Aaron Levie, Co-founder and CEO of Box
Aaron Levie, Box’s co-founder and CEO, spoke on stage about the geopolitics of sovereign AI and what it means for export control, regulations, innovation and the overall AI race. As open-weight models from China and other countries (like Mistral in France) close the gap with closed frontier models, Levie thinks the value could shift to the applied layer that many thought would just be a wrapper. (That could be a good thing for enterprise companies like Box, Cursor, Harvey and others.) He predicts companies will reserve the most powerful and expensive AI models for managing and reviewing work rather than performing most of it, creating a barbell-shaped architecture.
“We’re outrunning the efficiency improvements in our appetite for what these models can go and do,” Levie said. “What you need to do is have a way to normalize the cost of the tokens to the tasks that you can now deploy.”
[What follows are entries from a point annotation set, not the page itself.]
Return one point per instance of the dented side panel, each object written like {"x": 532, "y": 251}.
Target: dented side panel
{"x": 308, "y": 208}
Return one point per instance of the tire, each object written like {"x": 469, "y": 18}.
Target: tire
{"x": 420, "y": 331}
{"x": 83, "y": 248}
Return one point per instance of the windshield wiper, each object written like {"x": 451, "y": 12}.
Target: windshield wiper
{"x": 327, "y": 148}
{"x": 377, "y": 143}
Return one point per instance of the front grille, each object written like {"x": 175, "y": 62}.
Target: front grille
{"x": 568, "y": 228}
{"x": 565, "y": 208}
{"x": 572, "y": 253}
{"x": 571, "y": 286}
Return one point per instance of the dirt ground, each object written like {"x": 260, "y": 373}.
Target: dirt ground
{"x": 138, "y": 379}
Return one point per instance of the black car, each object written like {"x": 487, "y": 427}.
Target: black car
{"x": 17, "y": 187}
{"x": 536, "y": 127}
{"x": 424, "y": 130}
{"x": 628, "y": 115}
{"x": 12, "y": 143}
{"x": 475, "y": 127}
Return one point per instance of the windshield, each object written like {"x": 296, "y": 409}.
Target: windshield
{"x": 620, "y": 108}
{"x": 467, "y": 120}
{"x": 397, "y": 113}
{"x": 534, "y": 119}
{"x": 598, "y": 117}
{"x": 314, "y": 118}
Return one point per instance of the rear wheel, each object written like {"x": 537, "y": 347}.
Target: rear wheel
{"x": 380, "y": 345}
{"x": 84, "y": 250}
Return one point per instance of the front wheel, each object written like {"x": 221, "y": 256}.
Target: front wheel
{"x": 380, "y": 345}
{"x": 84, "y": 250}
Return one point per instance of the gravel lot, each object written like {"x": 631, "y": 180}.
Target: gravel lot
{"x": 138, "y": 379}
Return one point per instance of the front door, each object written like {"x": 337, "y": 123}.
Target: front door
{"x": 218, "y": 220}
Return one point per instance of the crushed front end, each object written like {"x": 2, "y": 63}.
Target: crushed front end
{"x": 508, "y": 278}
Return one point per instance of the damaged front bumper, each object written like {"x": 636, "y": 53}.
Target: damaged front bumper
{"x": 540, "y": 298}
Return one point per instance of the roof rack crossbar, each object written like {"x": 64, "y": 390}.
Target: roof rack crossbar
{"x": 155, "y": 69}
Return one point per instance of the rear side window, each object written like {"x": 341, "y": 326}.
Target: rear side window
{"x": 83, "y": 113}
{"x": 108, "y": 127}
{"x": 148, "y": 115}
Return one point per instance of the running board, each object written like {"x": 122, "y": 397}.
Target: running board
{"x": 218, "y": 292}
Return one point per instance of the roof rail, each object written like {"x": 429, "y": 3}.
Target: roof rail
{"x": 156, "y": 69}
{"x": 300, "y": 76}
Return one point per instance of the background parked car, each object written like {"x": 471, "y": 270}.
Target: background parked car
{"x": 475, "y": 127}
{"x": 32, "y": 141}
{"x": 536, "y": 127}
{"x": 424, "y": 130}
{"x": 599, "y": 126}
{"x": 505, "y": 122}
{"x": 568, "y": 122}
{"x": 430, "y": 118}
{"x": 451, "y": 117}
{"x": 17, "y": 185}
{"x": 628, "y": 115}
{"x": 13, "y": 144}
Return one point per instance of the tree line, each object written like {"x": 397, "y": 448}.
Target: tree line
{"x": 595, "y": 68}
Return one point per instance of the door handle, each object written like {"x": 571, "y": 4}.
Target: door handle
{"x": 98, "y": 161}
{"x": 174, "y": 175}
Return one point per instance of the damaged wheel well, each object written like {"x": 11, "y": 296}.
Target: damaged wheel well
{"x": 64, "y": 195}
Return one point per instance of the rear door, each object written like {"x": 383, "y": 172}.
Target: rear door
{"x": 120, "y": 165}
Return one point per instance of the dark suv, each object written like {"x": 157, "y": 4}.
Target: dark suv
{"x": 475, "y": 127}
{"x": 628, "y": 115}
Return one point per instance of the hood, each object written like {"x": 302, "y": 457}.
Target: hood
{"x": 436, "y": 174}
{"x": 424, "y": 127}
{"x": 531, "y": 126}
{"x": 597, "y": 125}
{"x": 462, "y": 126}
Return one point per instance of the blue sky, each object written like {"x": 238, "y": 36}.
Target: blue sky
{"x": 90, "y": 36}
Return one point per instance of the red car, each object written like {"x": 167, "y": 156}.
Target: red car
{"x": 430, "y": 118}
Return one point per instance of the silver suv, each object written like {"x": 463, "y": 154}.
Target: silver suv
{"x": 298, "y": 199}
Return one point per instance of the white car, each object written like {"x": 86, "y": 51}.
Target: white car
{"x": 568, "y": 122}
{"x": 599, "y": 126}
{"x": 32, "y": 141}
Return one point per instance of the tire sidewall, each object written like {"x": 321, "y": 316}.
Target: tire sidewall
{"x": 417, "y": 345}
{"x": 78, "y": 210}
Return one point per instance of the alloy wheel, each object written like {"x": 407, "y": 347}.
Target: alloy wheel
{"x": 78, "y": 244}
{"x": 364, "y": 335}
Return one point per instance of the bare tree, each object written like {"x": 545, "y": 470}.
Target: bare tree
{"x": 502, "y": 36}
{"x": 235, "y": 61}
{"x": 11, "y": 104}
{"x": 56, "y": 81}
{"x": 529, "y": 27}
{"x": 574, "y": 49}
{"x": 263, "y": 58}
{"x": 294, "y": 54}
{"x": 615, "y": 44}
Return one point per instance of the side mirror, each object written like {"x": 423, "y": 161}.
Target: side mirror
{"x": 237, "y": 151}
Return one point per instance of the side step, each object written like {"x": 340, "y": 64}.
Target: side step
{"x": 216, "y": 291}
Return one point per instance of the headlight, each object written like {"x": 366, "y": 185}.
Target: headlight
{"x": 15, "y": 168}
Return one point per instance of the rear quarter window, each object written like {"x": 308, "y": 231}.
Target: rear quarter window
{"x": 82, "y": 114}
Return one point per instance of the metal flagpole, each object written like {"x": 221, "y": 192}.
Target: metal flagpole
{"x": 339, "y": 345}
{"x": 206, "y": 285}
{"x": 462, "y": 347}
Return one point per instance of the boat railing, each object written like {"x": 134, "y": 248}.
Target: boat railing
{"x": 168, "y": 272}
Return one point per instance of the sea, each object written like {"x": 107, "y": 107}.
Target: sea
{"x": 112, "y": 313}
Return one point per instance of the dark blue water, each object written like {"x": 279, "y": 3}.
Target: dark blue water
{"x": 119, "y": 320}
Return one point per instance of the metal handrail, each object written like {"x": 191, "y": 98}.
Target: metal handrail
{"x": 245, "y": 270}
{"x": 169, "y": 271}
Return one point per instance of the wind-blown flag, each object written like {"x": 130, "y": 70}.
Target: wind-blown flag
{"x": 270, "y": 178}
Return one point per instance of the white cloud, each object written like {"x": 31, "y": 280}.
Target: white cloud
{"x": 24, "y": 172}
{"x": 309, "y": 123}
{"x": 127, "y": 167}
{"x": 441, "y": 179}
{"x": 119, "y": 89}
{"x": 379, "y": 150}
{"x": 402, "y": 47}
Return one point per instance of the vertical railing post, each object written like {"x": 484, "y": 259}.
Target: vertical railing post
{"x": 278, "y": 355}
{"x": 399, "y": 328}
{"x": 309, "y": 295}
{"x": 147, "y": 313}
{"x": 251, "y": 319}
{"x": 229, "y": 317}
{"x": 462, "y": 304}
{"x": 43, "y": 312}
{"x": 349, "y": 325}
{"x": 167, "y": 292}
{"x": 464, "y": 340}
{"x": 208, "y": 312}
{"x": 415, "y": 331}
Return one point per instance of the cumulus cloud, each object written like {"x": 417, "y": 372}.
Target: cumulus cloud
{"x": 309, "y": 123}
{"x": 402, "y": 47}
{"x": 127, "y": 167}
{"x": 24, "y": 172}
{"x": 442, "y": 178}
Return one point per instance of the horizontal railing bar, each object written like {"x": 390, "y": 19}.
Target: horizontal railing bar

Alex Stamos on the the U.S. government’s “own goal” with AI
Alex Stamos, Chief Product Officer of Corridor, thinks the U.S. government’s decision to abruptly shut down Fable was a “massive own goal” at a moment when there’s increased pressure from China. One of the 150 security experts who signed an open letter last week criticizing the government’s restrictions, Stamos — who was Facebook’s former chief security officer during the Cambridge Analytica crisis and 2016 election — warned the policies could weaken American models’ ability to write secure software and could even push American companies toward cheaper Chinese alternatives. He also suggested Anthropic and others might want to consider redefining “jailbreak” and having different levels of cyber capabilities and risks, adding that frontier systems are already “superhuman bug finders,” adding that the teams are drowning in bugs because they’re becoming so common.
“If you’re a pedestrian and you get hit by an F-150 at 80 miles per hour or a McLaren at 200 miles per hour, you don’t really care,” Stamos said. “You’re dead.”